MAKING A NAME
Jin+Yukimaru, Samurai Champloo, yaoi, angst, lemon
For trixie
The morning light was pale and thin as it slipped through the blind, appearing
on the thin sheets in staggered stripes, making strange, alien shadows of the
bodies asleep there.
Jin stirred, waking immediately as he always had. He knew within seconds there
was no danger, nothing to trouble him. Yet. He sat up slowly, the sheet sliding
down his nude torso and barely covering his lap, though he had no shame to
spare for his nakedness, not in his own bed.
He didn’t look down at the body beside him but he was aware of it. Not
suddenly, for it was ridiculous to think he would have been taken by surprise.
The body had been there all night; he had invited it there in the first place.
But he thought about it carefully, as if he were only now looking at its full
character.
A slim, androgynous form, buried into the cool cotton. Jin couldn’t see its
face. Wasn’t particularly bothered to. The body itself had been entertaining.

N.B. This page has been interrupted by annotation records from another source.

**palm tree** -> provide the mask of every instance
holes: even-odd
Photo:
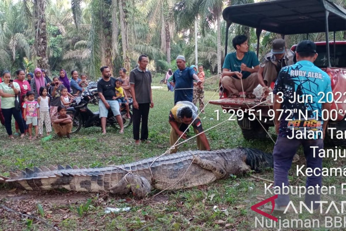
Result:
[[[129,70],[130,63],[128,54],[129,48],[128,37],[128,30],[127,14],[125,12],[126,6],[125,1],[124,0],[118,0],[119,1],[119,12],[120,16],[120,30],[121,33],[121,44],[122,47],[122,59],[125,68],[126,70]]]
[[[0,2],[0,69],[3,70],[23,67],[24,57],[30,59],[33,53],[29,42],[31,34],[22,25],[25,19],[22,3]]]
[[[174,24],[172,7],[174,0],[149,0],[145,7],[150,33],[147,41],[152,39],[155,31],[160,31],[161,49],[166,54],[167,62],[171,63],[171,39]]]
[[[47,23],[45,13],[46,1],[34,0],[34,25],[35,31],[35,48],[38,67],[47,70],[49,74],[49,61],[47,55]]]

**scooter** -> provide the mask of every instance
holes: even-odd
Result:
[[[73,127],[71,133],[79,131],[82,126],[84,128],[90,127],[101,127],[101,120],[99,118],[100,113],[98,111],[93,112],[88,107],[92,94],[90,91],[86,90],[82,94],[82,96],[75,98],[71,103],[71,107],[67,109],[67,114],[72,118]],[[130,108],[130,118],[126,116],[126,110],[125,104],[121,105],[120,113],[122,119],[124,128],[127,127],[132,123],[132,101],[129,103]],[[114,116],[112,110],[108,110],[108,116],[106,122],[106,126],[111,126],[120,129],[118,121]]]

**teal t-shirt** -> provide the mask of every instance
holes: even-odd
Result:
[[[237,58],[236,52],[227,54],[224,62],[222,68],[228,69],[230,71],[240,72],[240,66],[242,63],[245,63],[250,68],[260,65],[260,61],[256,54],[253,51],[249,51],[245,53],[243,59],[239,60]],[[243,79],[246,79],[251,74],[248,71],[242,71]],[[233,76],[238,79],[236,76]]]
[[[20,87],[18,83],[13,82],[12,84],[15,86],[15,88],[17,88],[19,91],[20,90]],[[0,90],[2,90],[4,93],[15,95],[15,91],[12,88],[9,87],[8,84],[6,84],[3,82],[0,83]],[[14,107],[15,99],[14,97],[1,97],[1,108],[3,109],[8,109]]]

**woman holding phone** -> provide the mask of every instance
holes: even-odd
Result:
[[[19,94],[20,87],[18,83],[11,79],[9,72],[5,71],[2,73],[3,82],[0,83],[0,96],[1,97],[1,109],[5,119],[5,127],[10,139],[14,139],[12,134],[11,121],[12,116],[19,126],[20,137],[24,137],[24,123],[22,118],[21,112],[15,107],[16,95]]]

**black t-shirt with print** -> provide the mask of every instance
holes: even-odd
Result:
[[[55,90],[55,95],[53,96],[52,93],[54,89],[54,86],[51,86],[49,88],[49,94],[51,95],[51,100],[49,102],[49,106],[58,107],[61,105],[61,101],[60,100],[60,96],[61,96],[61,90],[65,88],[62,84],[59,85],[57,89]]]
[[[106,100],[112,100],[113,96],[115,96],[115,78],[110,78],[109,81],[105,81],[103,79],[97,82],[97,91],[101,92]]]

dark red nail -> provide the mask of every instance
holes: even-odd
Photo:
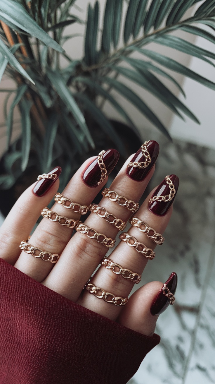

Thinking back, he remembered it had been a boy, which was less common than the
women, but not unheard of.
But something was still wrong. Dissatisfaction nagged at his body; melancholy
lay low in his mind, like a persistent indigestion. He sat back against the
wall, his hands behind his head. He had rarely felt content in the morning, and
it was intriguing to examine why. The exercise was somewhere between challenge
and pain.
The body beside him gave a small, sleepy moan. It sounded almost childish. Jin
sought to blur the purpose of the day into a sweaty night as often as he could.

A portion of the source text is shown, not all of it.